I had a conversation with a guy the other day about how I train.
When you’re stuck in doing your own thing, it isn’t easy to see how it looks to other people.
This fella noticed I was in the gym six days a week, split between crushing weights and chaining myself to the air bike for interval sprints.
“I couldn’t ever do that,” was the theme of the discussion.
Whenever I talk to somebody like that, I’m torn.
Part of me wants to say, “You can do whatever you want, as long as you want it and you’re willing to pay the price for it.”
I believe that most any human being who is not ill or injured can do far more than they realize.

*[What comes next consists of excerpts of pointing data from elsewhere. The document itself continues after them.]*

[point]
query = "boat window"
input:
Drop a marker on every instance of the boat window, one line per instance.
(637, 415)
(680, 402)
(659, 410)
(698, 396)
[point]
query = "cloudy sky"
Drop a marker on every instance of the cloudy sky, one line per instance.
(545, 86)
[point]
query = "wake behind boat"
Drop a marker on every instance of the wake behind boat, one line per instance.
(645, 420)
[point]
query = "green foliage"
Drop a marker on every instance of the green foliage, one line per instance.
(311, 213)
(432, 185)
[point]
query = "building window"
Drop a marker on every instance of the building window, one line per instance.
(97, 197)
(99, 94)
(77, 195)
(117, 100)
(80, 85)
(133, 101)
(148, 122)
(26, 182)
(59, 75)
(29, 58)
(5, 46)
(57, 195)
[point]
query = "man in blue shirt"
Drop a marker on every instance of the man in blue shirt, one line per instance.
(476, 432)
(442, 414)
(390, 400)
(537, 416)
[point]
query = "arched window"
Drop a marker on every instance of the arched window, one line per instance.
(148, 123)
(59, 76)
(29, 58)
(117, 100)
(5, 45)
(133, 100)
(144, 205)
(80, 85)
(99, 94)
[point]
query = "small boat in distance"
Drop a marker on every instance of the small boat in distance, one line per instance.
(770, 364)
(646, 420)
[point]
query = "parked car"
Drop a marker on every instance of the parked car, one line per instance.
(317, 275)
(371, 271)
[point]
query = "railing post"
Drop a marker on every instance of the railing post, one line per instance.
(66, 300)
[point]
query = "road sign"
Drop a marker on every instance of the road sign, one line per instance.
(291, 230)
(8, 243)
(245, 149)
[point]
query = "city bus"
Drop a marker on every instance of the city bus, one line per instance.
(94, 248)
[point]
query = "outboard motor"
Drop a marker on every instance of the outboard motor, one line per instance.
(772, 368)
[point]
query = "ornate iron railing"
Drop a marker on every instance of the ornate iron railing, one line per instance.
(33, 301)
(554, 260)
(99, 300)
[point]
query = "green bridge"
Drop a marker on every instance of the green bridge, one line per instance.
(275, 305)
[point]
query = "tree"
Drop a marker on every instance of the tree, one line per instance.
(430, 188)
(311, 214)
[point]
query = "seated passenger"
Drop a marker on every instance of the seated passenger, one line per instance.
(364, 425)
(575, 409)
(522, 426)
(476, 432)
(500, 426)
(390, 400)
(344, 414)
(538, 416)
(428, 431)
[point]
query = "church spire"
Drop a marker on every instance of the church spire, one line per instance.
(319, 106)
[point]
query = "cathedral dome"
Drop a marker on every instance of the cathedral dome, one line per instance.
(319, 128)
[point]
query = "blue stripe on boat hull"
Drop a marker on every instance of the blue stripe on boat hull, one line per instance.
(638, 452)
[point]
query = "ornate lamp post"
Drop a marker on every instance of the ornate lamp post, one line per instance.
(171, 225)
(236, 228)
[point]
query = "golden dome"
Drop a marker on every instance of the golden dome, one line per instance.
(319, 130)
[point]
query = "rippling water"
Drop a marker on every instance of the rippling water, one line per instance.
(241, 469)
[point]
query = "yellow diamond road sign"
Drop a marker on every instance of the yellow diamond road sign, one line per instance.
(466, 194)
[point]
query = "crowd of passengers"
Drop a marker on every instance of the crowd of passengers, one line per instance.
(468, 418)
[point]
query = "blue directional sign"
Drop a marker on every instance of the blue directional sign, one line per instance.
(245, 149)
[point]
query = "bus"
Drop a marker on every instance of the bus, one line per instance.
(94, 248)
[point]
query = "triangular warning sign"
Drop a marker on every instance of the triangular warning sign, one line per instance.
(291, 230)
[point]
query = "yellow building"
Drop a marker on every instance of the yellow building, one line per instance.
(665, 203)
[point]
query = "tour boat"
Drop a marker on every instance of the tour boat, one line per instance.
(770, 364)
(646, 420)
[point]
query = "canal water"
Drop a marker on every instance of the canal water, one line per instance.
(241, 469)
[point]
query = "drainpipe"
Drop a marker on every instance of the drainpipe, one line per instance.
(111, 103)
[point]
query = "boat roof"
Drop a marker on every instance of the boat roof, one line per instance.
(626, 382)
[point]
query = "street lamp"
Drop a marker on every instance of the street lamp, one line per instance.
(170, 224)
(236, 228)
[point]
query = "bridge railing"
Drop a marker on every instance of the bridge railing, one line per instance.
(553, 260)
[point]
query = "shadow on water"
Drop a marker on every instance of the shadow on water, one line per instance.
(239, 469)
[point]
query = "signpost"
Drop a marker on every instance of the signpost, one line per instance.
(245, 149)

I believe even the ill and injured are capable of much more than they might realize.
Most of this “I can’t” is pure head trash.
At the same time:
I’ve learned through hard experience that people who are stuck into the “I can’t” attitude are not looking for help.

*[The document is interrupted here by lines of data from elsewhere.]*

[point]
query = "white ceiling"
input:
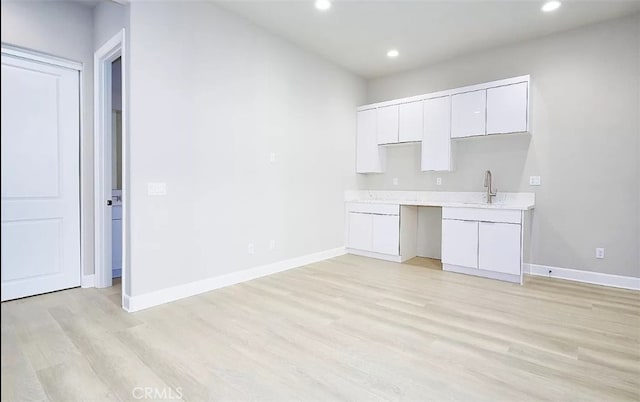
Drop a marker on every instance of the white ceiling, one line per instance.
(356, 34)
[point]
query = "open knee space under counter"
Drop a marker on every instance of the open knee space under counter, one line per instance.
(488, 240)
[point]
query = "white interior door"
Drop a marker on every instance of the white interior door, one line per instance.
(40, 178)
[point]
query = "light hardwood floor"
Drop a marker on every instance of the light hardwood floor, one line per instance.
(350, 328)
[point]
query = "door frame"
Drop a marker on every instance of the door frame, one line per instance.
(46, 58)
(103, 57)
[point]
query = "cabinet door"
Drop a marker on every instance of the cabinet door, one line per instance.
(410, 123)
(360, 231)
(386, 234)
(436, 140)
(460, 243)
(368, 156)
(499, 247)
(388, 124)
(507, 109)
(468, 114)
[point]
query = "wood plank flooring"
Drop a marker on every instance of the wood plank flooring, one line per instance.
(349, 328)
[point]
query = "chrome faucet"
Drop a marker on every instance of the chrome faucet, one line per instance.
(487, 184)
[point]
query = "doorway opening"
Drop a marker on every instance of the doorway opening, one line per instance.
(110, 167)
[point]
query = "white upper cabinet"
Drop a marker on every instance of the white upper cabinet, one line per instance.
(410, 122)
(507, 109)
(468, 114)
(436, 140)
(369, 158)
(387, 124)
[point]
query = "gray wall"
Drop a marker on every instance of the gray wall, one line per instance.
(211, 96)
(62, 29)
(584, 142)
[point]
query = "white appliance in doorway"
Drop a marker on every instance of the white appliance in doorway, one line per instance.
(40, 174)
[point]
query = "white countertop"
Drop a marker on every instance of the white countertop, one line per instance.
(517, 201)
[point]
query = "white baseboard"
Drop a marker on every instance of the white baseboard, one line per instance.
(482, 273)
(371, 254)
(88, 281)
(141, 302)
(596, 278)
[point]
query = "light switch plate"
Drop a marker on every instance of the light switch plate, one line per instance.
(156, 189)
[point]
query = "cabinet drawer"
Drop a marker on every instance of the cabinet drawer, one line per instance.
(366, 208)
(481, 214)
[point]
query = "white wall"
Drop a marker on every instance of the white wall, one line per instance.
(108, 19)
(211, 96)
(585, 141)
(63, 29)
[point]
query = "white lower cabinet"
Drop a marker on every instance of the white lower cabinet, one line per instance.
(460, 243)
(360, 231)
(386, 234)
(484, 242)
(374, 228)
(499, 247)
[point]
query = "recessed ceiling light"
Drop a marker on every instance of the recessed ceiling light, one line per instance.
(323, 4)
(551, 5)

They’re looking for validation that they are right about their helplessness.
They don’t want to hear how to fix it. They want to hope and wish and dream and feel vindicated as a victim.
In such a case, I smile and nod and say something like, “yeah, you’re probably right”

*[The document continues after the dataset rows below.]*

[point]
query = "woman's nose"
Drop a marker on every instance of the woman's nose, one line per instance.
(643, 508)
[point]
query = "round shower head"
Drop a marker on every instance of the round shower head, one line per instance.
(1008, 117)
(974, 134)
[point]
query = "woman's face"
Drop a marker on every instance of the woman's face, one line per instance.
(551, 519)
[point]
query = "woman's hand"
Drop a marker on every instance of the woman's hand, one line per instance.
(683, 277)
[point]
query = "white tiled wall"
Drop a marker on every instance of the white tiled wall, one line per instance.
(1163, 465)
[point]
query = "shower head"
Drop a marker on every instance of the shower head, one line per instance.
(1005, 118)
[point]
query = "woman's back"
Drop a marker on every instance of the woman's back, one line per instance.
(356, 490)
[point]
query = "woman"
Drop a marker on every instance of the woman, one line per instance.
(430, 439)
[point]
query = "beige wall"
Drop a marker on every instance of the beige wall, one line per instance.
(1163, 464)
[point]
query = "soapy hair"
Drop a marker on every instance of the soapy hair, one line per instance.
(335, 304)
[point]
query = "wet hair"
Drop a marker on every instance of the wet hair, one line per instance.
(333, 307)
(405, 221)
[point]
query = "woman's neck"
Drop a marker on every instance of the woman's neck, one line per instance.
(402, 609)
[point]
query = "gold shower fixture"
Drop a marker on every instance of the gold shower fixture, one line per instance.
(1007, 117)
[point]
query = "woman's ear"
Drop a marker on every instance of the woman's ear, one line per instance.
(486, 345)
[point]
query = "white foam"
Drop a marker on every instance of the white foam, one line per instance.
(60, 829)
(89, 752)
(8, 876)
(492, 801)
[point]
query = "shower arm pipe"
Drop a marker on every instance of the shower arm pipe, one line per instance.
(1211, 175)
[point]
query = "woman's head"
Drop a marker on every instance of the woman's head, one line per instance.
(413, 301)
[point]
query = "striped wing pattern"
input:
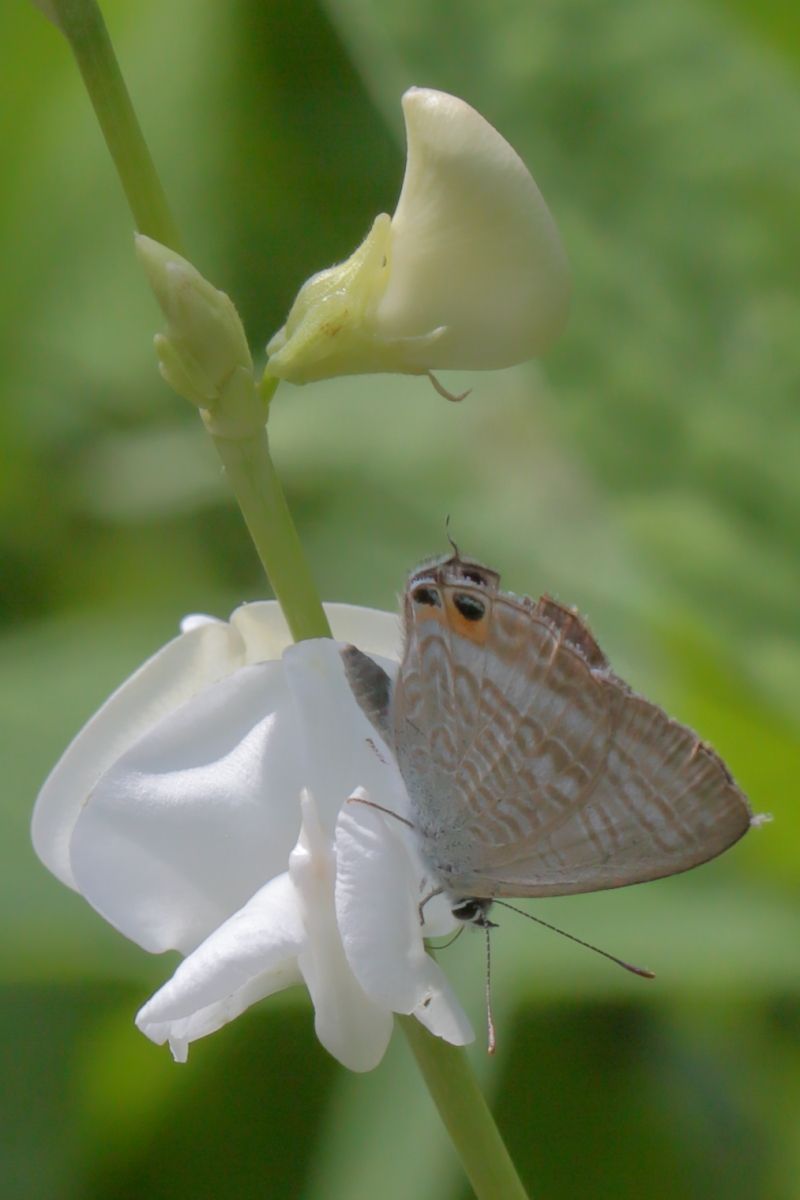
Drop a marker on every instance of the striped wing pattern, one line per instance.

No point in trying to sell someone who isn’t buying your wares.
The kicker is, there’s an “easy” path to hard.
I didn’t get to my present activity level in one step.
If you rewound back to 2022, when I was banned from the gym thanks to a mass outbreak of hypochondria in people who never gave a second thought to their health or mortality until the TV told them to panic over flu season, I couldn’t have handled what I’m doing now.
That frog had to boil slowly.
In the bigger picture, I’ve been doing this consistently for coming up on 30 years. Beating your head against a brick wall for that long will eventually build some tough calluses.
You know what they say about the best time to plant a tree. If you can’t go back in time 20 years, then you do it NOW.
My point is, what you do right now to start won’t look much like the situation in a year, in five years, or 20 years from now.
The small first steps may be underwhelming, and that is exactly what’s needed.
Small first steps pick up steam until one day you’re squatting to a max six days a week wondering how the hell you got here.
Ask me how I know that.
Fitness marketing creates the impression that you’ve got to be all-in or don’t bother showing up.
Nothing could be further from the truth.
We can get into the fine details of “optimization” (which is largely fan-fiction for nerds who panic if they can’t feel in control)
But much more important are those small steps done daily with robot-like consistency.
When it comes to positive changes in your daily activity and your daily eating habits, something is always better than doing nothing.
You don’t get points for perfect. But you can sure win big in the long run by adding up a whole lot of small daily wins.
What’s a small win for you each day?